Ma peau est livide aujourd’hui. Les yeux plissés, secs, les joues en feu malgré les crèmes. J’aimerais m’arracher les cheveux pour mieux attaquer mon scalp jusqu’au sang.
Mon corps me démange d’être si imparfait.
Mais dans le pas régulier des voyageurs, les yeux baissés pour ne pas croiser de regards, la peau nous dérange moins. Après tout, je ne suis plus seule à me sentir merdique. Chaque seconde est trop pressée, passée à calculer le rythme à suivre dans les escalators, la place à ne pas prendre dans le wagon. Chaque frôlement est une vie en moins, mais on ne joue plus à marcher sur les passages piétons, les enjeux ne sont que trop réels.
Chaque frôlement est une crise de conscience, et jamais si loin de la crise de larmes. Je ne suis pas à ma place, quelle-serait-elle ? Un plan astral où je suis traversée sans être dans le chemin ?
Et puis je les vois. Je souris faiblement, comme si dans l’espoir d’un regard croisé à la volée je pouvais leur dire que je les aime, que j’ai été. J’ai été, peut-être. Je crois l’avoir été, je ne sais plus, si j’ai jamais été : passionnée.

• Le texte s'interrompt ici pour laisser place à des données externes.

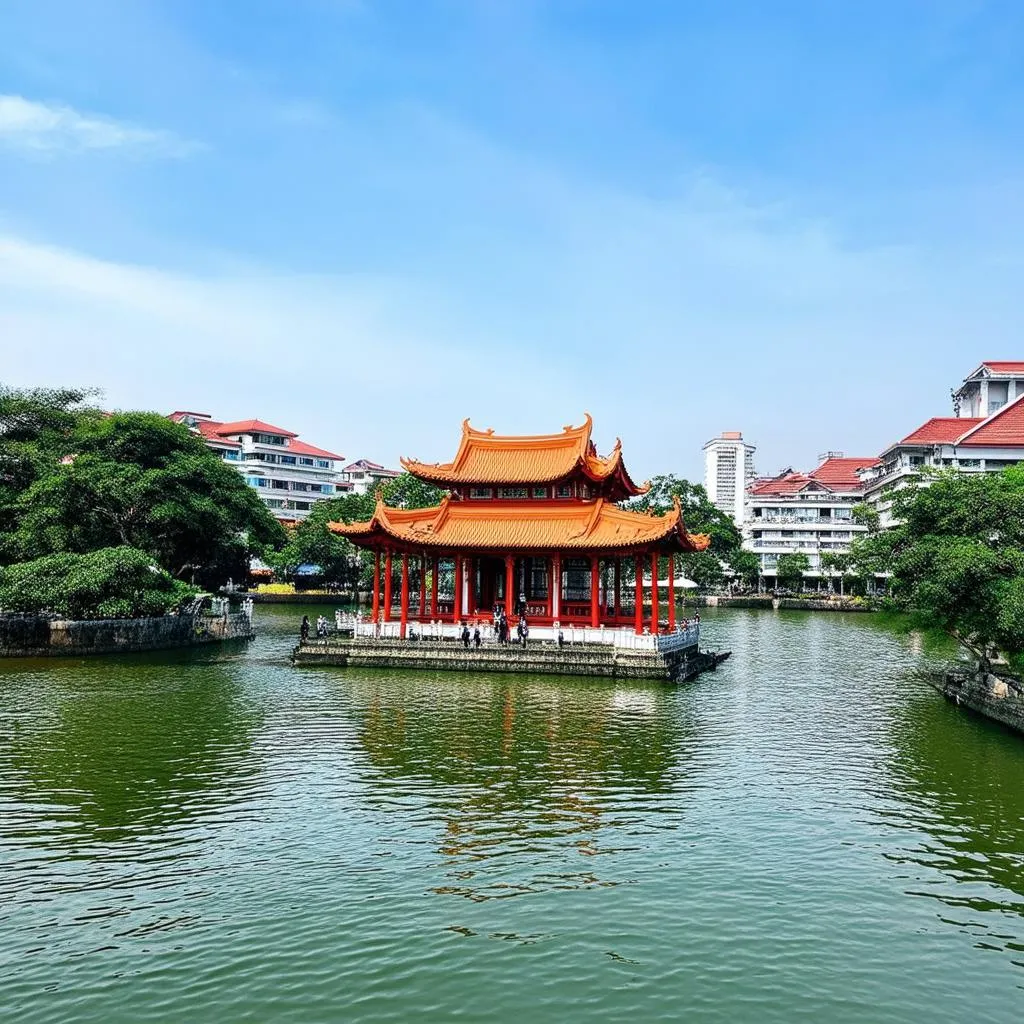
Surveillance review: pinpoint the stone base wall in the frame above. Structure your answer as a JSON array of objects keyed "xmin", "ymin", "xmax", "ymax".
[
  {"xmin": 939, "ymin": 672, "xmax": 1024, "ymax": 733},
  {"xmin": 0, "ymin": 613, "xmax": 255, "ymax": 657},
  {"xmin": 292, "ymin": 637, "xmax": 718, "ymax": 681}
]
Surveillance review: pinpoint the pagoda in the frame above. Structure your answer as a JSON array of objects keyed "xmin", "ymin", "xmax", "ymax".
[{"xmin": 330, "ymin": 414, "xmax": 710, "ymax": 637}]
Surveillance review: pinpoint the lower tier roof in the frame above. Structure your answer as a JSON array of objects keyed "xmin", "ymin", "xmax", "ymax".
[{"xmin": 330, "ymin": 498, "xmax": 711, "ymax": 552}]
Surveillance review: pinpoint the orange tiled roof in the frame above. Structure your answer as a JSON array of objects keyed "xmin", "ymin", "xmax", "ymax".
[
  {"xmin": 982, "ymin": 359, "xmax": 1024, "ymax": 374},
  {"xmin": 956, "ymin": 395, "xmax": 1024, "ymax": 447},
  {"xmin": 329, "ymin": 498, "xmax": 711, "ymax": 551},
  {"xmin": 401, "ymin": 413, "xmax": 648, "ymax": 495}
]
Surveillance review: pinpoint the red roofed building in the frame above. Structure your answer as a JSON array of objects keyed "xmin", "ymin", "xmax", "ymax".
[
  {"xmin": 169, "ymin": 411, "xmax": 351, "ymax": 522},
  {"xmin": 953, "ymin": 359, "xmax": 1024, "ymax": 420},
  {"xmin": 743, "ymin": 452, "xmax": 878, "ymax": 587},
  {"xmin": 331, "ymin": 416, "xmax": 710, "ymax": 636}
]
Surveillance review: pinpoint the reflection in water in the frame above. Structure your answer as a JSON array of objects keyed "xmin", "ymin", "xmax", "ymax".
[
  {"xmin": 0, "ymin": 607, "xmax": 1024, "ymax": 1024},
  {"xmin": 882, "ymin": 690, "xmax": 1024, "ymax": 929},
  {"xmin": 4, "ymin": 654, "xmax": 256, "ymax": 843},
  {"xmin": 349, "ymin": 676, "xmax": 697, "ymax": 900}
]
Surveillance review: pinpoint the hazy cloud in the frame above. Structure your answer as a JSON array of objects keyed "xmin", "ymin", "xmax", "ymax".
[{"xmin": 0, "ymin": 95, "xmax": 196, "ymax": 157}]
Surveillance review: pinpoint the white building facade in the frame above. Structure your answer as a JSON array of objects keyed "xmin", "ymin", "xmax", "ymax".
[
  {"xmin": 703, "ymin": 430, "xmax": 757, "ymax": 527},
  {"xmin": 743, "ymin": 453, "xmax": 877, "ymax": 586},
  {"xmin": 341, "ymin": 459, "xmax": 398, "ymax": 495},
  {"xmin": 170, "ymin": 412, "xmax": 351, "ymax": 522}
]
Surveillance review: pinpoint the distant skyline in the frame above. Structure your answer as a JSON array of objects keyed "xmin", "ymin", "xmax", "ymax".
[{"xmin": 0, "ymin": 0, "xmax": 1024, "ymax": 480}]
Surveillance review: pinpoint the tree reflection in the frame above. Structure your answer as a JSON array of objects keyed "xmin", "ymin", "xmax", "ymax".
[{"xmin": 0, "ymin": 652, "xmax": 256, "ymax": 842}]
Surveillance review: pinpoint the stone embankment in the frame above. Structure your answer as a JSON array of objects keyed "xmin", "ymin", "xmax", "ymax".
[
  {"xmin": 937, "ymin": 670, "xmax": 1024, "ymax": 733},
  {"xmin": 692, "ymin": 594, "xmax": 874, "ymax": 611},
  {"xmin": 0, "ymin": 612, "xmax": 255, "ymax": 657},
  {"xmin": 292, "ymin": 637, "xmax": 728, "ymax": 682}
]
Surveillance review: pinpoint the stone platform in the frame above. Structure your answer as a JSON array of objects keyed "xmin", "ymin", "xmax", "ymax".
[{"xmin": 292, "ymin": 637, "xmax": 729, "ymax": 682}]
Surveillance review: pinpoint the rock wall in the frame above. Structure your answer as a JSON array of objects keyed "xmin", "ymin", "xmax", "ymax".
[
  {"xmin": 939, "ymin": 671, "xmax": 1024, "ymax": 733},
  {"xmin": 0, "ymin": 613, "xmax": 254, "ymax": 657}
]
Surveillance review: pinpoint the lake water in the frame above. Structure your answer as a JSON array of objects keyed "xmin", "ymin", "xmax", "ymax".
[{"xmin": 0, "ymin": 606, "xmax": 1024, "ymax": 1024}]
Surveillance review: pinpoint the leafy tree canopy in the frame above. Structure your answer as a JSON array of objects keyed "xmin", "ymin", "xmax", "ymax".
[
  {"xmin": 2, "ymin": 413, "xmax": 285, "ymax": 583},
  {"xmin": 0, "ymin": 547, "xmax": 196, "ymax": 618},
  {"xmin": 854, "ymin": 466, "xmax": 1024, "ymax": 663}
]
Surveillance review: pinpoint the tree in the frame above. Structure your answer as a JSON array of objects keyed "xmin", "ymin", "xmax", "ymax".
[
  {"xmin": 855, "ymin": 466, "xmax": 1024, "ymax": 664},
  {"xmin": 775, "ymin": 551, "xmax": 811, "ymax": 590},
  {"xmin": 0, "ymin": 547, "xmax": 196, "ymax": 618},
  {"xmin": 728, "ymin": 548, "xmax": 761, "ymax": 587},
  {"xmin": 6, "ymin": 413, "xmax": 285, "ymax": 584}
]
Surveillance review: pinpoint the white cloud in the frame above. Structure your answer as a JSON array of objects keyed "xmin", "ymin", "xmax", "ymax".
[{"xmin": 0, "ymin": 95, "xmax": 196, "ymax": 157}]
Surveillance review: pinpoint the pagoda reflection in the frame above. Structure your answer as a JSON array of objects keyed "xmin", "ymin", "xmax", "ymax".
[{"xmin": 346, "ymin": 673, "xmax": 697, "ymax": 898}]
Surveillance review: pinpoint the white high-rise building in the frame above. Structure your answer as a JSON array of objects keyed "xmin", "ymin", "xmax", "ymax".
[{"xmin": 703, "ymin": 430, "xmax": 757, "ymax": 527}]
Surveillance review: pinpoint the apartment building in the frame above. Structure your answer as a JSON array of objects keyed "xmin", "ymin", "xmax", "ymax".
[
  {"xmin": 341, "ymin": 459, "xmax": 398, "ymax": 495},
  {"xmin": 743, "ymin": 452, "xmax": 878, "ymax": 586},
  {"xmin": 170, "ymin": 412, "xmax": 352, "ymax": 522},
  {"xmin": 703, "ymin": 430, "xmax": 757, "ymax": 527}
]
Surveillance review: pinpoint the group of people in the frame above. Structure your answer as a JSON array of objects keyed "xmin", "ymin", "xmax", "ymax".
[{"xmin": 299, "ymin": 611, "xmax": 331, "ymax": 643}]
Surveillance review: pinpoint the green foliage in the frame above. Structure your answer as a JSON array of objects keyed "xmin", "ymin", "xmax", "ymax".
[
  {"xmin": 625, "ymin": 474, "xmax": 742, "ymax": 557},
  {"xmin": 855, "ymin": 467, "xmax": 1024, "ymax": 659},
  {"xmin": 0, "ymin": 547, "xmax": 197, "ymax": 618},
  {"xmin": 4, "ymin": 413, "xmax": 285, "ymax": 584},
  {"xmin": 775, "ymin": 551, "xmax": 811, "ymax": 590}
]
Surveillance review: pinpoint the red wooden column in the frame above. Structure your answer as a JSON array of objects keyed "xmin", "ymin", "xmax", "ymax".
[
  {"xmin": 398, "ymin": 552, "xmax": 409, "ymax": 640},
  {"xmin": 669, "ymin": 555, "xmax": 676, "ymax": 633},
  {"xmin": 384, "ymin": 551, "xmax": 391, "ymax": 623},
  {"xmin": 633, "ymin": 555, "xmax": 643, "ymax": 636},
  {"xmin": 505, "ymin": 555, "xmax": 515, "ymax": 617},
  {"xmin": 650, "ymin": 551, "xmax": 659, "ymax": 634},
  {"xmin": 373, "ymin": 551, "xmax": 381, "ymax": 623}
]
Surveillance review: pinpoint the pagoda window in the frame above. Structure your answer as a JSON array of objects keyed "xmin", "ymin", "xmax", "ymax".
[{"xmin": 565, "ymin": 558, "xmax": 590, "ymax": 601}]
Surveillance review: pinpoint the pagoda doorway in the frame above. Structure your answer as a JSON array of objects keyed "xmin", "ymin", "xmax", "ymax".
[{"xmin": 476, "ymin": 555, "xmax": 511, "ymax": 616}]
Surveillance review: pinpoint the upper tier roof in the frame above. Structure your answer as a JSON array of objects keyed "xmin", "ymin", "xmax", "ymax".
[
  {"xmin": 329, "ymin": 498, "xmax": 711, "ymax": 551},
  {"xmin": 401, "ymin": 413, "xmax": 649, "ymax": 498}
]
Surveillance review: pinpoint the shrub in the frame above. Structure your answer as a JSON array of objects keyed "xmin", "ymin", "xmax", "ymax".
[{"xmin": 0, "ymin": 547, "xmax": 198, "ymax": 618}]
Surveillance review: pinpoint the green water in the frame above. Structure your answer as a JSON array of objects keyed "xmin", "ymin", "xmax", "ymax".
[{"xmin": 0, "ymin": 607, "xmax": 1024, "ymax": 1024}]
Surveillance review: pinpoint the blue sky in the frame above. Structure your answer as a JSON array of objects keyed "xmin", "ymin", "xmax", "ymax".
[{"xmin": 0, "ymin": 0, "xmax": 1024, "ymax": 478}]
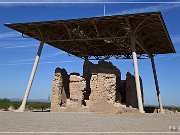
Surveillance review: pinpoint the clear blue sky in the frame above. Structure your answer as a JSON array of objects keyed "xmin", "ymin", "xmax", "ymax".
[{"xmin": 0, "ymin": 0, "xmax": 180, "ymax": 106}]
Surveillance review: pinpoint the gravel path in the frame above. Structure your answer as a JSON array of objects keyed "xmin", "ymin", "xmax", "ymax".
[{"xmin": 0, "ymin": 112, "xmax": 180, "ymax": 135}]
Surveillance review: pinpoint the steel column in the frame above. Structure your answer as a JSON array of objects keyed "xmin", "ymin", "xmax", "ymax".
[
  {"xmin": 17, "ymin": 42, "xmax": 44, "ymax": 112},
  {"xmin": 150, "ymin": 56, "xmax": 164, "ymax": 113},
  {"xmin": 131, "ymin": 35, "xmax": 144, "ymax": 113}
]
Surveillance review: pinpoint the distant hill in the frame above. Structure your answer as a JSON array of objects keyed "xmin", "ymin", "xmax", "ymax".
[{"xmin": 10, "ymin": 98, "xmax": 50, "ymax": 102}]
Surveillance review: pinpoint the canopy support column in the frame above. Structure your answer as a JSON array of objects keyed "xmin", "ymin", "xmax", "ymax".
[
  {"xmin": 131, "ymin": 35, "xmax": 144, "ymax": 113},
  {"xmin": 150, "ymin": 56, "xmax": 164, "ymax": 113},
  {"xmin": 17, "ymin": 41, "xmax": 44, "ymax": 112}
]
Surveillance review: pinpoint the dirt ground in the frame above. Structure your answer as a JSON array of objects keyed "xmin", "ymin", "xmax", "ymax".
[{"xmin": 0, "ymin": 112, "xmax": 180, "ymax": 135}]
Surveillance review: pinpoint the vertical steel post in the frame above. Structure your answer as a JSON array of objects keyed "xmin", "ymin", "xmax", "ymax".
[
  {"xmin": 131, "ymin": 35, "xmax": 144, "ymax": 113},
  {"xmin": 17, "ymin": 41, "xmax": 44, "ymax": 112},
  {"xmin": 150, "ymin": 56, "xmax": 164, "ymax": 113}
]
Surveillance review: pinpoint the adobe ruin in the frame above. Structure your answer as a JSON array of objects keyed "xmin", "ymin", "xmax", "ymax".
[{"xmin": 51, "ymin": 60, "xmax": 143, "ymax": 113}]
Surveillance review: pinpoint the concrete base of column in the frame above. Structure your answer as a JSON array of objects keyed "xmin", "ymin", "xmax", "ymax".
[{"xmin": 15, "ymin": 105, "xmax": 25, "ymax": 112}]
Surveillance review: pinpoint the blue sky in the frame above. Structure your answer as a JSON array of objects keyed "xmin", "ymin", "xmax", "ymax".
[{"xmin": 0, "ymin": 0, "xmax": 180, "ymax": 106}]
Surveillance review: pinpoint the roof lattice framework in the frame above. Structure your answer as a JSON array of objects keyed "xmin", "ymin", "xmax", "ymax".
[{"xmin": 5, "ymin": 12, "xmax": 175, "ymax": 59}]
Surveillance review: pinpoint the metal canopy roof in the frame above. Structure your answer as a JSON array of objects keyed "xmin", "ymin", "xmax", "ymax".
[{"xmin": 5, "ymin": 12, "xmax": 175, "ymax": 59}]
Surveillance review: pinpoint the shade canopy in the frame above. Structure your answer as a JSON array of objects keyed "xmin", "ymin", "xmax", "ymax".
[{"xmin": 5, "ymin": 12, "xmax": 175, "ymax": 59}]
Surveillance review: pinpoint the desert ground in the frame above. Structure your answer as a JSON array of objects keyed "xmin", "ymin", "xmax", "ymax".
[{"xmin": 0, "ymin": 112, "xmax": 180, "ymax": 135}]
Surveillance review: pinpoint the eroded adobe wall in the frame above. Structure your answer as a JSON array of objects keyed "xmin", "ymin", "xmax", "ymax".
[
  {"xmin": 83, "ymin": 60, "xmax": 121, "ymax": 101},
  {"xmin": 69, "ymin": 75, "xmax": 86, "ymax": 105},
  {"xmin": 51, "ymin": 68, "xmax": 69, "ymax": 112}
]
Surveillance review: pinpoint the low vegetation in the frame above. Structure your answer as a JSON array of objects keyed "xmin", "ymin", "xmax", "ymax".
[{"xmin": 0, "ymin": 98, "xmax": 50, "ymax": 111}]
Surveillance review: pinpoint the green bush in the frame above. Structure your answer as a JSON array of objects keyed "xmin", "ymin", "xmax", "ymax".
[
  {"xmin": 11, "ymin": 101, "xmax": 21, "ymax": 110},
  {"xmin": 27, "ymin": 102, "xmax": 50, "ymax": 111},
  {"xmin": 0, "ymin": 98, "xmax": 11, "ymax": 111}
]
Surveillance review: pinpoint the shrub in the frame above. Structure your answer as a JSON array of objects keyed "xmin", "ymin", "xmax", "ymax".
[{"xmin": 11, "ymin": 101, "xmax": 21, "ymax": 110}]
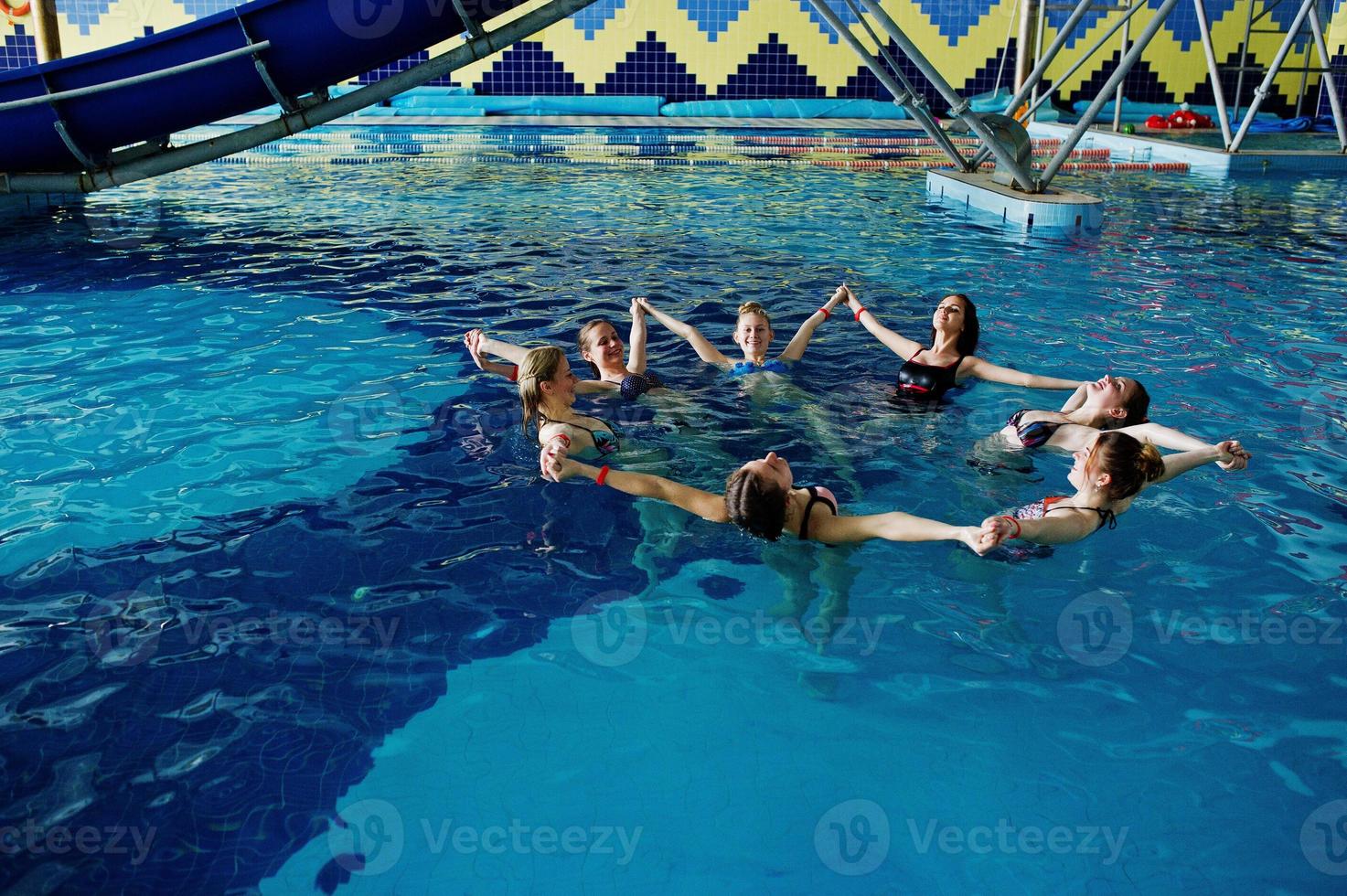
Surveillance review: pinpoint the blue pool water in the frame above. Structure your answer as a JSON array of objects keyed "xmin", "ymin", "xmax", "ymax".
[{"xmin": 0, "ymin": 129, "xmax": 1347, "ymax": 893}]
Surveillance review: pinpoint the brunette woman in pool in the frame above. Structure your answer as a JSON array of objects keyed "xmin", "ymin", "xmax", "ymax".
[
  {"xmin": 840, "ymin": 284, "xmax": 1083, "ymax": 400},
  {"xmin": 637, "ymin": 288, "xmax": 846, "ymax": 376},
  {"xmin": 543, "ymin": 452, "xmax": 980, "ymax": 549},
  {"xmin": 975, "ymin": 432, "xmax": 1248, "ymax": 552},
  {"xmin": 1000, "ymin": 376, "xmax": 1247, "ymax": 458},
  {"xmin": 464, "ymin": 299, "xmax": 664, "ymax": 399}
]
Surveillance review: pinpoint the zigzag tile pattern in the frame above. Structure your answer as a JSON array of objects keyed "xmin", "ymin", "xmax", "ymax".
[{"xmin": 0, "ymin": 0, "xmax": 1347, "ymax": 113}]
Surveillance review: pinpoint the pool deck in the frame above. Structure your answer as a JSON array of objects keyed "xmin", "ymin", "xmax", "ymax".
[
  {"xmin": 1029, "ymin": 122, "xmax": 1347, "ymax": 176},
  {"xmin": 219, "ymin": 114, "xmax": 937, "ymax": 132}
]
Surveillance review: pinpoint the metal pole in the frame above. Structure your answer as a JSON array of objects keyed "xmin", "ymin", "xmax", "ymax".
[
  {"xmin": 1230, "ymin": 0, "xmax": 1316, "ymax": 153},
  {"xmin": 1192, "ymin": 0, "xmax": 1230, "ymax": 150},
  {"xmin": 0, "ymin": 0, "xmax": 594, "ymax": 193},
  {"xmin": 1012, "ymin": 0, "xmax": 1034, "ymax": 93},
  {"xmin": 1225, "ymin": 0, "xmax": 1254, "ymax": 120},
  {"xmin": 1295, "ymin": 34, "xmax": 1309, "ymax": 119},
  {"xmin": 973, "ymin": 0, "xmax": 1120, "ymax": 165},
  {"xmin": 814, "ymin": 0, "xmax": 973, "ymax": 171},
  {"xmin": 1039, "ymin": 0, "xmax": 1179, "ymax": 188},
  {"xmin": 1025, "ymin": 0, "xmax": 1050, "ymax": 113},
  {"xmin": 32, "ymin": 0, "xmax": 60, "ymax": 65},
  {"xmin": 1113, "ymin": 0, "xmax": 1136, "ymax": 133},
  {"xmin": 1310, "ymin": 0, "xmax": 1347, "ymax": 153},
  {"xmin": 856, "ymin": 0, "xmax": 1034, "ymax": 190}
]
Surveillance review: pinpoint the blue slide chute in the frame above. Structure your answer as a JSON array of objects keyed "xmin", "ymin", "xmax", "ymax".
[{"xmin": 0, "ymin": 0, "xmax": 536, "ymax": 174}]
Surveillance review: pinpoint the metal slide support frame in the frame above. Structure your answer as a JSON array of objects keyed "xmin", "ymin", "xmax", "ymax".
[
  {"xmin": 809, "ymin": 0, "xmax": 973, "ymax": 171},
  {"xmin": 1228, "ymin": 0, "xmax": 1318, "ymax": 153},
  {"xmin": 856, "ymin": 0, "xmax": 1042, "ymax": 193},
  {"xmin": 1192, "ymin": 0, "xmax": 1231, "ymax": 151},
  {"xmin": 973, "ymin": 0, "xmax": 1113, "ymax": 165},
  {"xmin": 0, "ymin": 0, "xmax": 595, "ymax": 193},
  {"xmin": 1039, "ymin": 0, "xmax": 1180, "ymax": 188},
  {"xmin": 234, "ymin": 15, "xmax": 299, "ymax": 112},
  {"xmin": 1310, "ymin": 0, "xmax": 1347, "ymax": 153}
]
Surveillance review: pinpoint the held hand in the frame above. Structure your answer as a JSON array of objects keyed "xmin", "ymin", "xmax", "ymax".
[
  {"xmin": 538, "ymin": 435, "xmax": 573, "ymax": 483},
  {"xmin": 1216, "ymin": 439, "xmax": 1253, "ymax": 470},
  {"xmin": 978, "ymin": 516, "xmax": 1014, "ymax": 554},
  {"xmin": 464, "ymin": 330, "xmax": 486, "ymax": 370}
]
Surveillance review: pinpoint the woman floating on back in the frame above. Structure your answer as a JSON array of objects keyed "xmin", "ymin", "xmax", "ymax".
[
  {"xmin": 543, "ymin": 452, "xmax": 990, "ymax": 549},
  {"xmin": 975, "ymin": 432, "xmax": 1248, "ymax": 554},
  {"xmin": 464, "ymin": 299, "xmax": 664, "ymax": 400},
  {"xmin": 637, "ymin": 287, "xmax": 846, "ymax": 374},
  {"xmin": 840, "ymin": 284, "xmax": 1082, "ymax": 400}
]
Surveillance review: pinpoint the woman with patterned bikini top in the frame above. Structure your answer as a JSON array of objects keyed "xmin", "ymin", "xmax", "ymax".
[
  {"xmin": 543, "ymin": 452, "xmax": 990, "ymax": 549},
  {"xmin": 518, "ymin": 345, "xmax": 623, "ymax": 473},
  {"xmin": 464, "ymin": 299, "xmax": 666, "ymax": 401},
  {"xmin": 975, "ymin": 430, "xmax": 1248, "ymax": 554},
  {"xmin": 1000, "ymin": 375, "xmax": 1247, "ymax": 460},
  {"xmin": 637, "ymin": 288, "xmax": 846, "ymax": 376},
  {"xmin": 840, "ymin": 283, "xmax": 1082, "ymax": 401}
]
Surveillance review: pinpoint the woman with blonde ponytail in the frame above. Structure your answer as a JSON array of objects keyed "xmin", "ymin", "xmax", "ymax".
[
  {"xmin": 978, "ymin": 430, "xmax": 1248, "ymax": 552},
  {"xmin": 518, "ymin": 345, "xmax": 623, "ymax": 475},
  {"xmin": 637, "ymin": 287, "xmax": 846, "ymax": 376}
]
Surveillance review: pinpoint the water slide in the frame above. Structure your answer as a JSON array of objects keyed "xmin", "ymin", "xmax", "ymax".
[{"xmin": 0, "ymin": 0, "xmax": 594, "ymax": 193}]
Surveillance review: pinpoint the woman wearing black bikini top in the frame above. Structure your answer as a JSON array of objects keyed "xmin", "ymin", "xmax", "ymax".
[{"xmin": 842, "ymin": 283, "xmax": 1082, "ymax": 400}]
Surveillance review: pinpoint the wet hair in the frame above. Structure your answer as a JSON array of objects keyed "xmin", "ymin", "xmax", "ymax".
[
  {"xmin": 734, "ymin": 302, "xmax": 772, "ymax": 330},
  {"xmin": 931, "ymin": 293, "xmax": 980, "ymax": 355},
  {"xmin": 1085, "ymin": 432, "xmax": 1165, "ymax": 501},
  {"xmin": 724, "ymin": 467, "xmax": 786, "ymax": 541},
  {"xmin": 518, "ymin": 345, "xmax": 566, "ymax": 435},
  {"xmin": 1099, "ymin": 380, "xmax": 1150, "ymax": 430},
  {"xmin": 575, "ymin": 318, "xmax": 617, "ymax": 380}
]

Dans le RER les accessoires et cosplays s’écrasent sans perdre de leur candeur. Les petits groupes s’activent et s’épuisent à trouver le quai. En route pour Rutabaga, c’est Japan Expo.
J’appartiens au rythme des livides. Je n’ai jamais été des vôtres, mais à qui d’autre faire signe. Je tiens la rampe à droite, l’équilibre de tout mon univers.
C’était une belle matinée pour changer à Châtelet. Merci de m’avoir rappelée que je pouvais n’avoir d’accroche nulle part sans me noyer. Et quand je m’excuse d’exister, j’essaie de lever les yeux.